Somewhere between learning to address my elders as "ma'am" and "sir" and writing my first thank-you note, I picked up the idea that carnations were afterthought flowers, best reserved for funeral wreaths, mass-distributed Valentines, and middle school science fair projects. And I've held fast to this notion—that carnations were the ultimate floral no-no—until recently, when I made an arrangement through subscription service Petalled. Right there, nestled between the floral It-crowd of ranunculus and calla lilies and eucalyptus, were white carnations. And what do you know? They actually looked pretty.

My carnation curiosity piqued, I made a trip to the local wholesale florist earlier this week and picked up a variety of blooms, including two dozen blush pink carnations. I tucked 13 of them into a couple of larger arrangements (they're a perfect filler flower) and then placed the remaining 11, cut at various lengths, in a julep cup with a few stems of baby blue eucalyptus. It was this little bedside arrangement of carnations, with their layers of ruffled petals, delicate fragrance, and pitch-perfect pink hue, that totally sold me on the carnation as a focal flower in its own right. No, they aren't peonies, but the carnations' overall vibe—sweet, feminine, and sophisticated—feels strikingly similar. So why have I snubbed them for so long?
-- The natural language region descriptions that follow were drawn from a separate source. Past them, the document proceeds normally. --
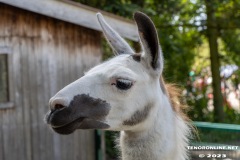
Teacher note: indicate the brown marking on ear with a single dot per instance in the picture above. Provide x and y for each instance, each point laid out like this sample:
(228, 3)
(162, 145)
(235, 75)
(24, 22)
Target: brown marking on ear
(148, 36)
(138, 117)
(162, 85)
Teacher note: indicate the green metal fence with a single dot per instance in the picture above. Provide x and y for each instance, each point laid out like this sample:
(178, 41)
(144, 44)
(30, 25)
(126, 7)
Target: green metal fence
(215, 141)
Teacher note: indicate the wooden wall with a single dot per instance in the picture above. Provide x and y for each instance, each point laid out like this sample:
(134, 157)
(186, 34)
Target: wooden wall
(46, 54)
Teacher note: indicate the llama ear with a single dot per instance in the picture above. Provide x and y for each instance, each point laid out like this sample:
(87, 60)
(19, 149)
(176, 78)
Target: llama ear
(118, 44)
(149, 41)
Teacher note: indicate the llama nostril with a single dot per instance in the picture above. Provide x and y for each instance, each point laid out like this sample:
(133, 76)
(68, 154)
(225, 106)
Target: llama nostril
(58, 106)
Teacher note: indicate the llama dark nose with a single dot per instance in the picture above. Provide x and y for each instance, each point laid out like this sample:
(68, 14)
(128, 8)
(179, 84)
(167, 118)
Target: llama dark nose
(57, 104)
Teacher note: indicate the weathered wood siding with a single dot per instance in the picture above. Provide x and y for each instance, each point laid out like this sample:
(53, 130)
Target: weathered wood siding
(46, 54)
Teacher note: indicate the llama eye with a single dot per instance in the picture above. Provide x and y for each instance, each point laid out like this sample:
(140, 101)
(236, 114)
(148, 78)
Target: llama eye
(123, 84)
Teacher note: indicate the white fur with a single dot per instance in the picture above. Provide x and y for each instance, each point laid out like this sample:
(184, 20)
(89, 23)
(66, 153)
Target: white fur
(163, 135)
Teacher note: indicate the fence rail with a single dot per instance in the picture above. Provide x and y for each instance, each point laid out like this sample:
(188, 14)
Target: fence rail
(216, 139)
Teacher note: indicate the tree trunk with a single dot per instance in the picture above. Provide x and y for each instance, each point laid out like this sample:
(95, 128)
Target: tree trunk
(212, 35)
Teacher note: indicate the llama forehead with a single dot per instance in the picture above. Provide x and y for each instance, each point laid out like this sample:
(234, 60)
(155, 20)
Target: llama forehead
(122, 66)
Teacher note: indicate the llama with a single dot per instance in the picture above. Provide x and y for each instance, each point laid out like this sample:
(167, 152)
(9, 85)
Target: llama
(126, 93)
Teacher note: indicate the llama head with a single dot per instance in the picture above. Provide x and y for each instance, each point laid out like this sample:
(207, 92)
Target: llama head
(118, 94)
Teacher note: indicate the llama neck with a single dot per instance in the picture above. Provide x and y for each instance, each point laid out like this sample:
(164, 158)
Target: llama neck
(164, 139)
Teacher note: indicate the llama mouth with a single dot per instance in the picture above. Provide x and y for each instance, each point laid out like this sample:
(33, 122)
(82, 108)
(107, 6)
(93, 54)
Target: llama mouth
(68, 128)
(80, 123)
(83, 112)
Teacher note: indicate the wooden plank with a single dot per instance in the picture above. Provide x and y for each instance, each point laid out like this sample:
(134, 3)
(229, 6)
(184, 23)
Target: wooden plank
(26, 93)
(33, 101)
(77, 14)
(46, 132)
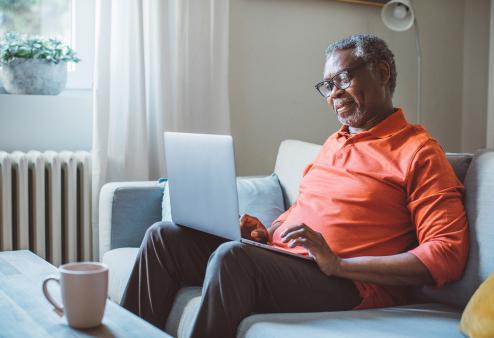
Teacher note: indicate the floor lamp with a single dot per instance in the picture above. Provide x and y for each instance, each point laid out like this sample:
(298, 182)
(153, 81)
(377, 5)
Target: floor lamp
(399, 16)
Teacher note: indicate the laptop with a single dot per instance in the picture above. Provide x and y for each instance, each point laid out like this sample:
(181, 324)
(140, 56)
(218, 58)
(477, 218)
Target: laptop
(203, 187)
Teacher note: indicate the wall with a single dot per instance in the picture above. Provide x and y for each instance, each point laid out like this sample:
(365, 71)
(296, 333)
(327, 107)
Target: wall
(276, 57)
(35, 122)
(475, 74)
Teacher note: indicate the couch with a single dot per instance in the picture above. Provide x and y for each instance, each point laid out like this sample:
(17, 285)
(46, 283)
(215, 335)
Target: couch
(127, 209)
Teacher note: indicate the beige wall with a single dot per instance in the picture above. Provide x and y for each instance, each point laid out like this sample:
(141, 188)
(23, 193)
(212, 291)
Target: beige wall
(475, 74)
(276, 57)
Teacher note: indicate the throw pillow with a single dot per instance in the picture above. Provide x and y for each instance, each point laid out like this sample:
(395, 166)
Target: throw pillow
(477, 320)
(257, 196)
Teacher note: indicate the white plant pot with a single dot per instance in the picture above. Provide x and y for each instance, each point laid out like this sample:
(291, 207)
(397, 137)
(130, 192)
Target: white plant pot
(33, 76)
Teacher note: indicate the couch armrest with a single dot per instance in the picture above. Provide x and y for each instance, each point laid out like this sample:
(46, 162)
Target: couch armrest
(126, 210)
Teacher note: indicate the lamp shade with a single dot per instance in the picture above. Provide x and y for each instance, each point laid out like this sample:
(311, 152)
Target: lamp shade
(398, 15)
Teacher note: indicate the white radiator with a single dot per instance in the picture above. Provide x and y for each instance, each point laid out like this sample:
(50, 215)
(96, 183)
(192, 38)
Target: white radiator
(45, 204)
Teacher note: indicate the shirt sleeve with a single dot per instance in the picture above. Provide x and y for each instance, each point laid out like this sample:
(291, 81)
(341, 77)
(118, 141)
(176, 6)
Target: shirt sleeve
(437, 210)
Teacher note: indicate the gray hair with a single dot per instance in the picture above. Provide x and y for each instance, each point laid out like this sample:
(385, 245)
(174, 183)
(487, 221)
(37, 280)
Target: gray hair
(370, 49)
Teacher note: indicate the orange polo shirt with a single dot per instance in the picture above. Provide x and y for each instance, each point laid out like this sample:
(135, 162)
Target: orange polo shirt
(384, 191)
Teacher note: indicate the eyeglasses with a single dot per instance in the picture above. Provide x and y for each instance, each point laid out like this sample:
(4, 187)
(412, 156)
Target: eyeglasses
(342, 80)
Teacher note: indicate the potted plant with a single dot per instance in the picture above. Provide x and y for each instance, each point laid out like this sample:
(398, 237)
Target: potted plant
(34, 65)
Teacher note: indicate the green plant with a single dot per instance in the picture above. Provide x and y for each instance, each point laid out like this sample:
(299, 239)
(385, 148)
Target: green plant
(19, 46)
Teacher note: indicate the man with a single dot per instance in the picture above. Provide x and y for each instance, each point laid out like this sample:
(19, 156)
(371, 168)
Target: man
(379, 209)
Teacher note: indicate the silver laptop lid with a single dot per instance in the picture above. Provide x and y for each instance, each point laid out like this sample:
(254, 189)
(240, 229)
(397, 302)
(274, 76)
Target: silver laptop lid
(202, 183)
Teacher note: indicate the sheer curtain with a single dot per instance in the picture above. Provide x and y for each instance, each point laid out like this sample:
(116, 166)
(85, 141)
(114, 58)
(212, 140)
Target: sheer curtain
(160, 65)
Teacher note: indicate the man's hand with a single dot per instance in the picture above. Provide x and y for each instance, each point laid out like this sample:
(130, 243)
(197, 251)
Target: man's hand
(302, 235)
(252, 228)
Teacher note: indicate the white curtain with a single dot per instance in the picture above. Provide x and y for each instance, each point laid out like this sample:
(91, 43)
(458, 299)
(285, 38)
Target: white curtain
(160, 65)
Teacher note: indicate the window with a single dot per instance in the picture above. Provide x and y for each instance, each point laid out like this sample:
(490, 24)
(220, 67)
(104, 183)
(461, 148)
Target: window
(70, 20)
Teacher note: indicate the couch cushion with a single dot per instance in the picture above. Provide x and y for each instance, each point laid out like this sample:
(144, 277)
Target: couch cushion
(120, 263)
(260, 197)
(293, 157)
(429, 320)
(479, 204)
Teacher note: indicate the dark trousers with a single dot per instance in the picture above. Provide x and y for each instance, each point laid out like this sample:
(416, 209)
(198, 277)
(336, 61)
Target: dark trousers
(237, 280)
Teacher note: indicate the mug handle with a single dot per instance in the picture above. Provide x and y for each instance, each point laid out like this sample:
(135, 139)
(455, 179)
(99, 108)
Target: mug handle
(57, 307)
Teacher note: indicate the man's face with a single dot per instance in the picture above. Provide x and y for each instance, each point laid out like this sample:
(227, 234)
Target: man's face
(365, 99)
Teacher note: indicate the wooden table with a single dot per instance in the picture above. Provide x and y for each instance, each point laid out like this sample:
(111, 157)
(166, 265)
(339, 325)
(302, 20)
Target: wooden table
(24, 311)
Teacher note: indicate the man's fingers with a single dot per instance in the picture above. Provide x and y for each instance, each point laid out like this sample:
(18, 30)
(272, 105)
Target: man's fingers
(259, 235)
(293, 228)
(293, 234)
(301, 241)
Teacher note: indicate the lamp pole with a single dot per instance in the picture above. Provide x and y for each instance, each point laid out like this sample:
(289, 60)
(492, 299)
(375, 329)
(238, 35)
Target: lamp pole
(419, 72)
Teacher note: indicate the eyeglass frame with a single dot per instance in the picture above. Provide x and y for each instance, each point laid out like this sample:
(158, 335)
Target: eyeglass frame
(331, 81)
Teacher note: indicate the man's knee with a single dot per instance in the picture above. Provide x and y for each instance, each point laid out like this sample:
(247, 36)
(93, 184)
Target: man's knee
(229, 254)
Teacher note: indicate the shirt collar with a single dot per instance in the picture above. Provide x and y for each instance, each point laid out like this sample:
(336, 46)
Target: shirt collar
(387, 127)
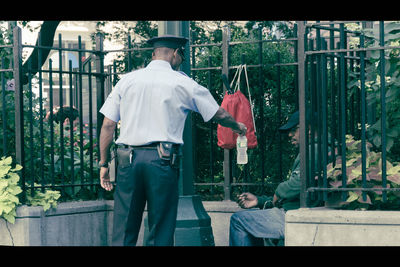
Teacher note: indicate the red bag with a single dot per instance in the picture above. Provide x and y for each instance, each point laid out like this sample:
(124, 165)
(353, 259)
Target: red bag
(239, 107)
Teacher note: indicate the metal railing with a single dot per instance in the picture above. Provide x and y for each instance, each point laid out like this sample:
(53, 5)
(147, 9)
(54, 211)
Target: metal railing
(333, 79)
(59, 149)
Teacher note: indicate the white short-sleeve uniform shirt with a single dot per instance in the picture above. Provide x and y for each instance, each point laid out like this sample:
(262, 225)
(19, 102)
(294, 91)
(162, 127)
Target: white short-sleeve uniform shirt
(152, 104)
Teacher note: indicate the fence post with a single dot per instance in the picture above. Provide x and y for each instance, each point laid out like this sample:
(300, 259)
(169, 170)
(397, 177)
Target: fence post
(227, 153)
(99, 84)
(19, 101)
(301, 76)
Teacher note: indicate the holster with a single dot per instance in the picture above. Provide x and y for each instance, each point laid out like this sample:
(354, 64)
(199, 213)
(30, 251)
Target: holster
(124, 156)
(169, 152)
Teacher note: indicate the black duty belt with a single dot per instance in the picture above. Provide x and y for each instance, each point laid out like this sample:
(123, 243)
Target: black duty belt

I posted a snap of the little arrangement on my Instagram story along with a query: "Carnation thoughts?"

While I wasn't surprised by a friend who responded and said she can't think of them without also remembering cringeworthy seventh-grade professions of love, I was surprised when my high-school friend, who's now an incredibly talented florist, responded to rave about carnations.

"I love them and try to sneak them into everything," Caroline Spelman, who owns Juniper & Jasmine in Charleston, South Carolina, told me. "People have mistaken them for peonies before. There are some really cool varieties out there that no one even realizes are carnations."

With her professional opinion to back me up, I'm officially convinced that carnations could be a fan favorite, as beloved as tulips, if they just had better PR. Everyone hated on "pleather," but then they started calling it "vegan leather" and now everyone's on board. There's no limit to what good PR can get you.

Part of the distaste for carnations, I think, comes from the impression that they are "cheap" and therefore not as special. And yes, they are inexpensive, as flowers go. (At my local wholesale florist, I scooped up two dozen for $19.95—the lowest price per stem I bought, by a long shot.) But in the immortal words of Kacey Musgraves: "Just 'cause it don't cost a lot don't mean it's cheap." Nobody ever hated a Costco hot dog for being $1.50.

Of course, some people may simply not like the way carnations look, and that's okay too. We don't have to agree on everything. But if you, like me, have always hated carnations solely because they're the flower everyone loves to hate, it's time to give them a second chance. They might just surprise you.